Pittsburgh train derailment points to failing infrastructure

By Samuel Davidson
8 August 2018

A freight train derailed Sunday afternoon in downtown Pittsburgh with massive freight cars and debris landing less than 100 feet from a light-rail and bus station where passengers were waiting for their bus or train.

Several cars landed on the track used by the light-rail train. A light-rail train had passed through the area just a few minutes before the accident. A fast-thinking Port Authority employee who was working the ticket booth at the time quickly directed passengers from both platforms and away from the accident.

Public safety officials said that no one was hurt and none of the cars was carrying hazardous or flammable chemicals. The route is often used by trains pulling oil tankers, natural gas and chemicals used in the fracking of natural gas.

The freight train was traveling west along the Norfolk and Southern Railway line near Station Square when the cars fell off the track around 1 p.m. A spokesperson for the railway said that crews that specialize in removing and cleaning up from train derailments were en route for Pittsburgh. A special crane capable of lifting the loaded cars off the hill would have to be brought in as well.

On Monday morning, crews could be seen working to stabilize the fallen cars and beginning the removal process. Several cars could be seen dangling and a large crane was being used as a brace to keep the cars from rolling further down the hill.

Over 26,000 people use the light-rail service each day to get into and out of the city for work.

“I was two hours late for work this morning,” said Rachel, who works in a downtown law office. “My boss was pretty cool about it, but I don’t know how long that will last. I ended up driving, but parking cost me $14 and I only make $11 an hour.”

The freight train was 7,687 feet long, or just short of a mile and a half. It weighed 4,838 tons and had three locomotives. The train was made up of what are called well cars, which are used to carry containers from ships or trucks. It was headed west to Chicago from a railyard in New Jersey. Scores of other trains have been backed up, sidelined or re-routed as a result.

It’s hard to describe the complicated topography of the area. The rail line where the derailment occurred runs parallel to the Monongahela River part way up the slope of what is called Mt. Washington. The track is dug into the side of the hill and runs along the length of it, gently rising.

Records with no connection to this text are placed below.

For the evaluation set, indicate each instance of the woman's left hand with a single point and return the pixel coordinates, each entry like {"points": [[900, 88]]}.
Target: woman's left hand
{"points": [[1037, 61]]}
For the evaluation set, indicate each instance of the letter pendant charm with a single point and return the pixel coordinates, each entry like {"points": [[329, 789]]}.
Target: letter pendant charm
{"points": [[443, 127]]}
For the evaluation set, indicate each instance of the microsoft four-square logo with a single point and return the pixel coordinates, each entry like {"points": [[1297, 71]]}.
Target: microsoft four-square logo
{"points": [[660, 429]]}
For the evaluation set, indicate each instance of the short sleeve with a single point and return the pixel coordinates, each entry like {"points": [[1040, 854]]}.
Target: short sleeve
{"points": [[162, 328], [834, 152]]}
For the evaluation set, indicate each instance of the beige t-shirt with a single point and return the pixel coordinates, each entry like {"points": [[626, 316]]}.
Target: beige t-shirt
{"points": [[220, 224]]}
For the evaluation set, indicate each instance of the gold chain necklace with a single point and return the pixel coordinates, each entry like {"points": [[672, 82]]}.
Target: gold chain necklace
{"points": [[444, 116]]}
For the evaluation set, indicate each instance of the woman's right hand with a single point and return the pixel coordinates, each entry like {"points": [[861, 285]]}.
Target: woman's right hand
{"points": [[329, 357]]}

At the base of the slope runs the transit line used for light-rail commuter trains running into and out of the city before turning into a tunnel going under Mt. Washington. Further up the slope runs a roadway used by cars and trucks going to the top of Mt. Washington.

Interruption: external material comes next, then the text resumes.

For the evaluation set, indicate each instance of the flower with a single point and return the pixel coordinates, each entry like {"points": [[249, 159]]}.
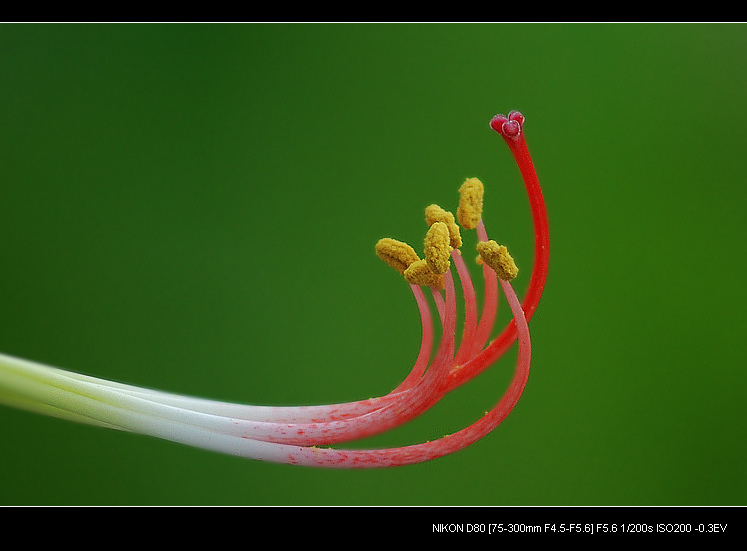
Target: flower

No explanation has been given for the cause of the accident, but railroad officials were quick to rule out a rock slide, without giving any reason. Early this year a mudslide closed the roadway above the track for a number of days as crews removed debris from the road and secured the hillside.

There have been several mudslides so far this year in the Pittsburgh area, including one that destroyed a major route out of the city to the east and another that destroyed roads and homes in the city’s west end.

Even if mud and rock didn’t fall onto the track, if the ground underneath the track shifted it could have weakened the outer rail, causing the train to tip. The well cars were double-stacked with containers, adding to the weight and torque of the cars, a practice that has become common to cut transport costs and boost profits.

Railroad officials estimate the cleanup could take through Wednesday and possibly longer.

Port Authority officials which operate the light-rail trains have not been able to estimate when service will be restored as they have to wait for the freight cars to be removed before they can inspect the track for damage.

The accident only underscores huge problems in the region’s infrastructure which are reaching a crisis point. A study of the region’s many bridges found that nearly one third are structurally deficient. Many were built more than 100 years ago. In the past year there have been four water boil advisories for Pittsburgh residents because of water contamination caused by broken pipes, and the city has one of the highest percentages of lead used in water pipes with no plan to replace them.